The role of states in building an inclusive infrastructure workforce

 

States can play a pivotal role in fostering an inclusive, skilled infrastructure workforce. Not only will a significant portion of federal infrastructure spending likely flow through states,[8] but state governments and local governments together typically spend the majority of public investment in infrastructure and own the majority of public infrastructure assets.[9] States also have substantial stimulus funding from the American Rescue Plan Act and some existing flexible workforce funding (e.g. WIOA Governor’s Reserve Funds) that can be used to complement the infusion of federal infrastructure dollars. And at the most fundamental level, states have a role in shaping the workforce and education system to support the workforce needs of growing economic sectors and equipping residents with opportunities to connect to good quality employment.

This brief presents a framework for states towards this aim. It first provides key context on the infrastructure workforce, including demographic and wage disparities that underscore the need for states to foster inclusive pathways to good infrastructure jobs. The remainder focuses on a three-pronged framework to help state policymakers consider multifaceted, complementary approaches, centering on the following strategies:

1. Broaden exposure and recruitment.

2. Grow a supply of effective infrastructure-related training programs and improve success in those programs by bolstering key supports.

3. Spur inclusive hiring practices and combat the prevalence of harassment and discrimination in major infrastructure sectors.


 

1. This report focuses on physical infrastructure broadly to include sectors such as energy, transportation, telecommunications, water, green infrastructure and climate resiliency, as well as public works.

2. Heather Long, “Many left behind in this recovery have something in common: >No college degree,” Washington Post, April 22, 2021.

3. Anthony Carnevale, quoted in Nancy Marshall-Genzer, “What kind of jobs could the infrastructure bill lead to?” Marketplace, August 2, 2021.

4. Anthony P. Carnevale and Nicole Smith, “15 Million Infrastructure Jobs: An Economic Shot in the Arm to the COVID-19 Recession,” Georgetown Center on Education and the Workforce, 2021.

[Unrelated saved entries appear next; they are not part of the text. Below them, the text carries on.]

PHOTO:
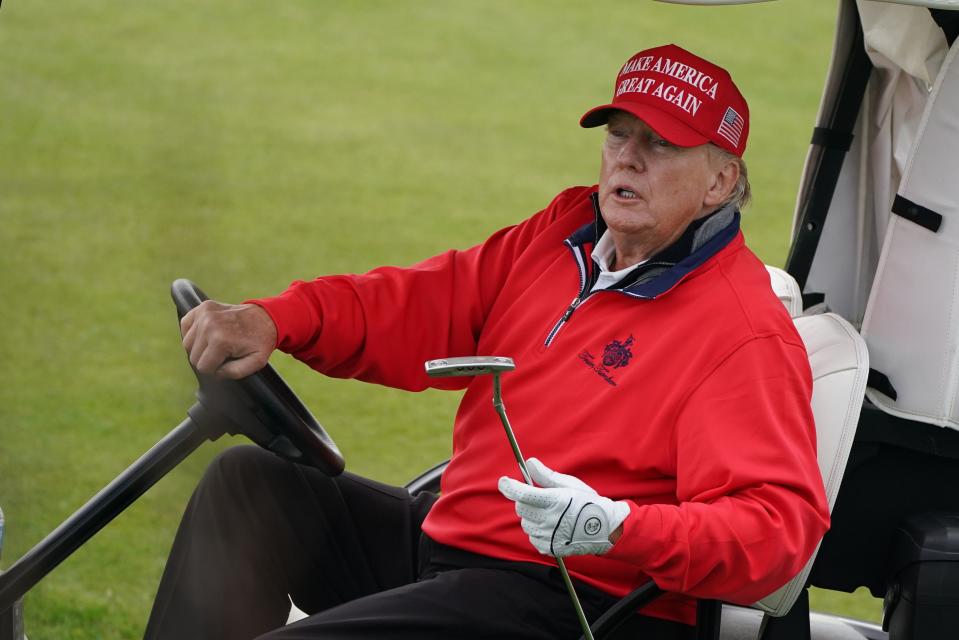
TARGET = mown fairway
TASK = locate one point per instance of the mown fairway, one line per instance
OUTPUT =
(246, 144)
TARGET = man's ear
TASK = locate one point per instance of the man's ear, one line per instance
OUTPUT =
(725, 174)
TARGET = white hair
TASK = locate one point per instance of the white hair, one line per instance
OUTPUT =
(742, 192)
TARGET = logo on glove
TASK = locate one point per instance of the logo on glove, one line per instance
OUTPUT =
(592, 526)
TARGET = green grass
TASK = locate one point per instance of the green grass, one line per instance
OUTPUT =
(246, 144)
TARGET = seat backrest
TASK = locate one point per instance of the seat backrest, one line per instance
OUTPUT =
(840, 366)
(786, 289)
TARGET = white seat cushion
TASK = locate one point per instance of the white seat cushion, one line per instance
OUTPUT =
(840, 366)
(786, 289)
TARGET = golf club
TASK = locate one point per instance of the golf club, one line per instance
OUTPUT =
(495, 365)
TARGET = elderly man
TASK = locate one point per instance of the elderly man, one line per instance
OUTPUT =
(657, 374)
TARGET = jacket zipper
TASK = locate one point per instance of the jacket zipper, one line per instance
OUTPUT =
(565, 317)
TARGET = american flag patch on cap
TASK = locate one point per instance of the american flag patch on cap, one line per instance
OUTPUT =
(731, 127)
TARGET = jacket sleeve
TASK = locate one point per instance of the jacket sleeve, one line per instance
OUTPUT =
(383, 325)
(752, 507)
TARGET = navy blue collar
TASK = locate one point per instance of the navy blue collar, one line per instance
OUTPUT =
(662, 271)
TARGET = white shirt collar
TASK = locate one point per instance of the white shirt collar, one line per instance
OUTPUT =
(604, 253)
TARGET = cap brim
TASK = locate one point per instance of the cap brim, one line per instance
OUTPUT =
(659, 121)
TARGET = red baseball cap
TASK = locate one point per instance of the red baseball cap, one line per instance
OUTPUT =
(685, 99)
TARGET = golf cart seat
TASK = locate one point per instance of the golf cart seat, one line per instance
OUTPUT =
(786, 289)
(839, 363)
(875, 240)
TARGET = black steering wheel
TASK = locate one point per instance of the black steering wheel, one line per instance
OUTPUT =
(261, 406)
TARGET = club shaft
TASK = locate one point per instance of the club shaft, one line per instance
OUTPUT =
(521, 460)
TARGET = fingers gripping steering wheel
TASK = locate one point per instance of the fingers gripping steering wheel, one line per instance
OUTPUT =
(261, 406)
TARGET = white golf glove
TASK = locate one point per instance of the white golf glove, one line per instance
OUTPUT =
(563, 516)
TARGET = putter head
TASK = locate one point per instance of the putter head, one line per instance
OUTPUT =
(468, 366)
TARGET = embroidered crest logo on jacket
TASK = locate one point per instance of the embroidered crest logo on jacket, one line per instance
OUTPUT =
(616, 354)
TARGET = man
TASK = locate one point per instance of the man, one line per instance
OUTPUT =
(656, 371)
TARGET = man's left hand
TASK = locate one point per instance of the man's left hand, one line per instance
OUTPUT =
(563, 516)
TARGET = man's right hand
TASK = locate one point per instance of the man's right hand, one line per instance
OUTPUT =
(228, 340)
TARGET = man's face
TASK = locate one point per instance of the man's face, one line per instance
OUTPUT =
(650, 190)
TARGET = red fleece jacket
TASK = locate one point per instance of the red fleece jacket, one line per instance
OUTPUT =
(692, 406)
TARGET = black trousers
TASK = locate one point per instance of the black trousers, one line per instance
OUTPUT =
(349, 551)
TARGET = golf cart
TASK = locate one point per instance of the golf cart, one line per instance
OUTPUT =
(878, 131)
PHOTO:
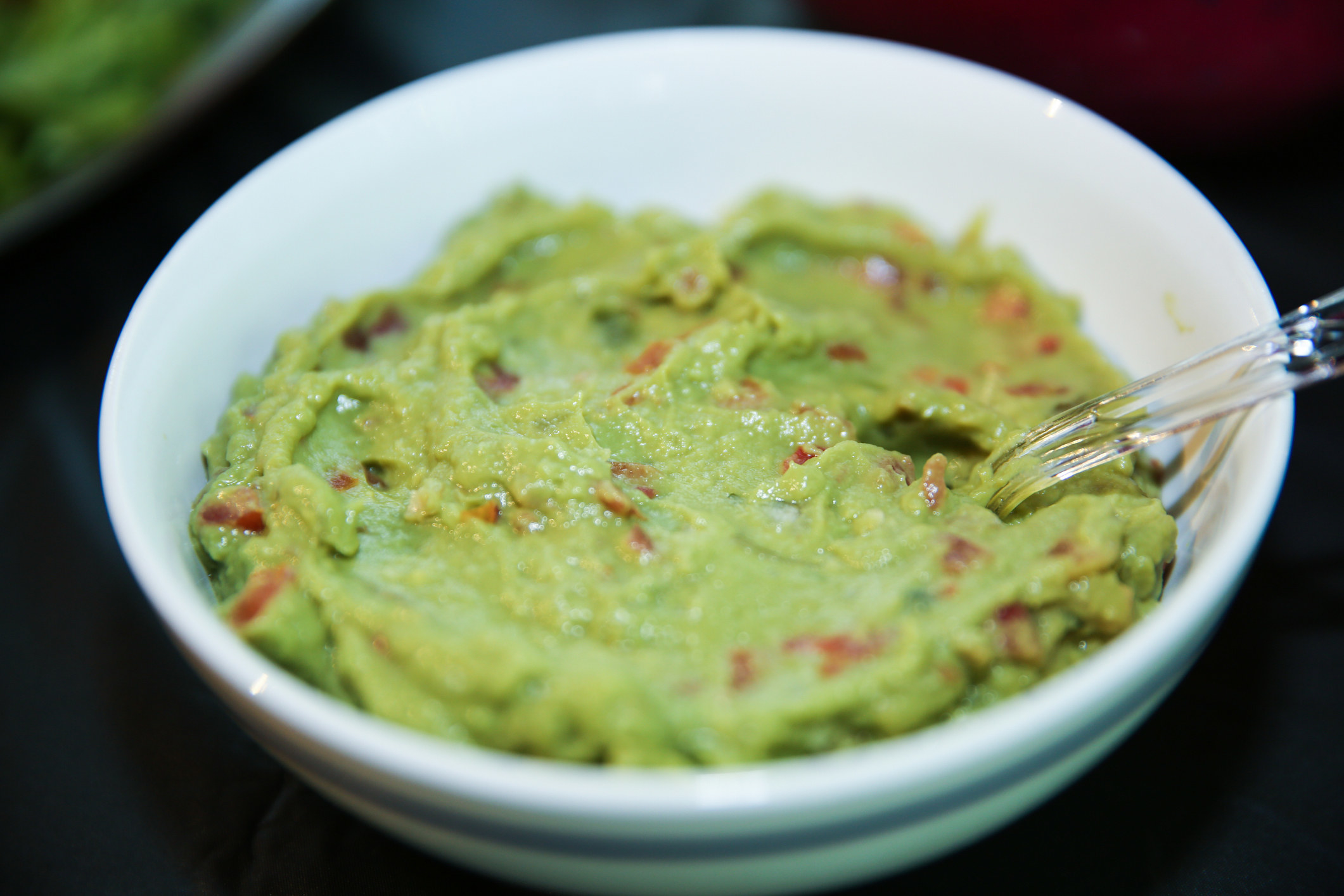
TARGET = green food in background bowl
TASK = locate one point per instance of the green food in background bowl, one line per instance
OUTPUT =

5. Joseph Kane, “Biden needs to create an infrastructure talent pipeline, not just more jobs,” Brookings Institution, January 29, 2021.

6. Ibid.

7. Caroline George and Joseph W. Kane, “Reversing America’s poor track record on inclusivity in infrastructure jobs,” Brookings Institution, May 17, 2021.

8. Mark Wolf, “Infrastructure Bill Update: What Could It Mean for States?” National Conference of State Legislatures, August 3, 2021.

9. See Elizabeth McNichol “It’s Time for States to Invest in Infrastructure,” Center on Budget and Policy Priorities, March 19, 2019, for an overview of how federal grants fit into state infrastructure spending. See Peter G. Peterson Foundation, “State and Local Infrastructure Spending: A Closer Look,” June 17, 2020, for how state and local spending compare to federal spending on infrastructure.